Valéry Raydon aime suivre de multiples pistes et c’était pour lui l’occasion de réfuter les fausses, celles qui mènent dans une impasse, et d’en ouvrir patiemment de nouvelles.  Raydon le Provençal s’est souvenu que Perceval était gallois et que lorsqu’on parle de littérature arthurienne, on évoque la Matière de Bretagne, cette Grande Bretagne si proche de l’Irlande.

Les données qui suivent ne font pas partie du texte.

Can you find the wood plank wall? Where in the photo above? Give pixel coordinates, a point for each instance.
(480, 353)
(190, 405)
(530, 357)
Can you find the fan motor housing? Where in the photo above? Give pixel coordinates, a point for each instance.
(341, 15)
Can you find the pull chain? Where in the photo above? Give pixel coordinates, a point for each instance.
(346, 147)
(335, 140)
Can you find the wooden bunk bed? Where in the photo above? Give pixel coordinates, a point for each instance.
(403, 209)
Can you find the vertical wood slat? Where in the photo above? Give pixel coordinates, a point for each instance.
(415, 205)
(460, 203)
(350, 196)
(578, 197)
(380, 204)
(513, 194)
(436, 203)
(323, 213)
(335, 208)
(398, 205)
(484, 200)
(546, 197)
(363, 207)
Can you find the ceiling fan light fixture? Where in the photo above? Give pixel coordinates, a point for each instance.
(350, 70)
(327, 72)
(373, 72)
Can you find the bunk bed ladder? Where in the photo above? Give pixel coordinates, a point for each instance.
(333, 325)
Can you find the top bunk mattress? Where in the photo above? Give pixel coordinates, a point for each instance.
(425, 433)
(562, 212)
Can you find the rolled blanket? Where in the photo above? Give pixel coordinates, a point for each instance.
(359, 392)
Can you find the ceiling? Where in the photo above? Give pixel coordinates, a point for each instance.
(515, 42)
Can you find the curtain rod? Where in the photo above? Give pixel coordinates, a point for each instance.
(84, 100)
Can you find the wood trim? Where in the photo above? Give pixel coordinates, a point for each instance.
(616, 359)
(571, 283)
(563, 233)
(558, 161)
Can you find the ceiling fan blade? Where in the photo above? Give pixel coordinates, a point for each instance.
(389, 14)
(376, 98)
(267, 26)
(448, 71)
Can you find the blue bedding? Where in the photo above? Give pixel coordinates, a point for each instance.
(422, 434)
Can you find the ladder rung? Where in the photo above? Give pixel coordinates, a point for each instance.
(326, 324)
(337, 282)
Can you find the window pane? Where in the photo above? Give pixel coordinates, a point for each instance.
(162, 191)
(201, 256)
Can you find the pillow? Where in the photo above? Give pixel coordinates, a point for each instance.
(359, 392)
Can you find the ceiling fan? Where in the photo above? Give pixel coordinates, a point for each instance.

Il est donc reparti sur une vieille piste, broussailleuse, souvent raillée, celle qui rattachait l’histoire de Perceval aux récits de transcription médiévale des littératures celtiques insulaires, galloises et irlandaises. Usant de la méthode dite du « comparatisme structural dumézilien », il a réussi à établir de manière convaincante que le cortège du graal, les trois objets sacrés, la lance qui saigne, le graal et le tailloir forment non seulement un ensemble structuré, mais renvoient aux « insignes de la souveraineté celtique ».  

Des objets sacrés très proches des récits arthuriens existent dans les littératures celtiques, notamment les quatre talismans des Tuatha Dé Danann, la Pierre de Fâl, commune aux dieux irlandais, le Chaudron du Dagda, l’Épée de Nuada et la Lance de Lug. C’est sur cette lance terrible que Valéry Raydon a concentré ses efforts. Une lance flamboyante, brûlante, capable de contrôler le cosmos et de le détruire. Cette lance a des correspondances dans les récits arthuriens et dans les contes gallois mis par écrit au Moyen Age et racontés jusque sur le continent par des récitateurs gallois, comme le fameux Bleheris, pratiquant le latin et le dialecte anglo-normand, le français des Plantagenêt.

 Un objet sur trois peut emporter l’adhésion ou pas. Le deuxième objet qui donne son nom au récit est le graal, lequel a fait couler beaucoup d’encre. Une de ses caractéristiques, en dehors de son aspect de luminaire, est qu’il procure, à chacun et selon son rang, de la nourriture à foison, Chrétien a un peu escamoté ce rôle. Les continuateurs l’ont développé et c’est ainsi que Valéry Raydon a repris les recherches sur les connexions entre le graal et les chaudrons, coupes, vases et récipients merveilleux des mythes, légendes et contes celtiques. Le résultat est là aussi très convaincant.  Quant au troisième objet le tailloir délaissé, c’est avec l’histoire galloise de Peredur que le lien s’établit.

La correspondance d’objets aussi fascinants soient-ils ne suffirait pas à valider le discours de Valéry Raydon. Cela doit aussi fonctionner avec les personnages. Perceval et le Roi Pêcheur ont-ils  un lien avec le dieu irlandais Lug ? Ce dieu panceltique nommé Lug en Irlande, Lugus en Gaule et en Espagne et Lleu Llaw Gyffes au Pays de Galles. L’enfant, maudit par sa mère qui l’a condamné à ne pas avoir de nom, d’armes et d’épouse, les obtient dans le récit gallois. Blessé mortellement par une lance « magique », changé en aigle, il recouvrera son apparence et pourra accomplir sa vengeance en tuant son rival avec la même lance « fatale ». 

La connexion que l’auteur établit entre la figure unique du Lug gallois et celle de deux figures distinctes, celle de Perceval-Peredur et celle du Roi Pêcheur-Méhaigné, peut surprendre et ne pas emporter l’adhésion. L’interprétation par la théorie  du dédoublement de la figure du dieu Lug pourrait sembler artificielle et  semer le doute. Ce serait oublier que, d’une part les dédoublements de personnages sont assez fréquents lors du passage du mythe à l’épopée, et que d’autre part, chez les continuateurs de Chrétien, la guérison du Roi Pêcheur entraîne la restauration de la souveraineté, laquelle se  transmet au héros.

L’auteur démontre que c’est bien Chrétien de Troyes qui a créé le dédoublement, et de fil en aiguille, postule que Chrétien de Troyes et Wolfram von Eschenbach se sont abreuvés à une source unique, aujourd’hui perdue, un roman gallois en prose racontant les Enfances de Lleu Llaw Gyffes.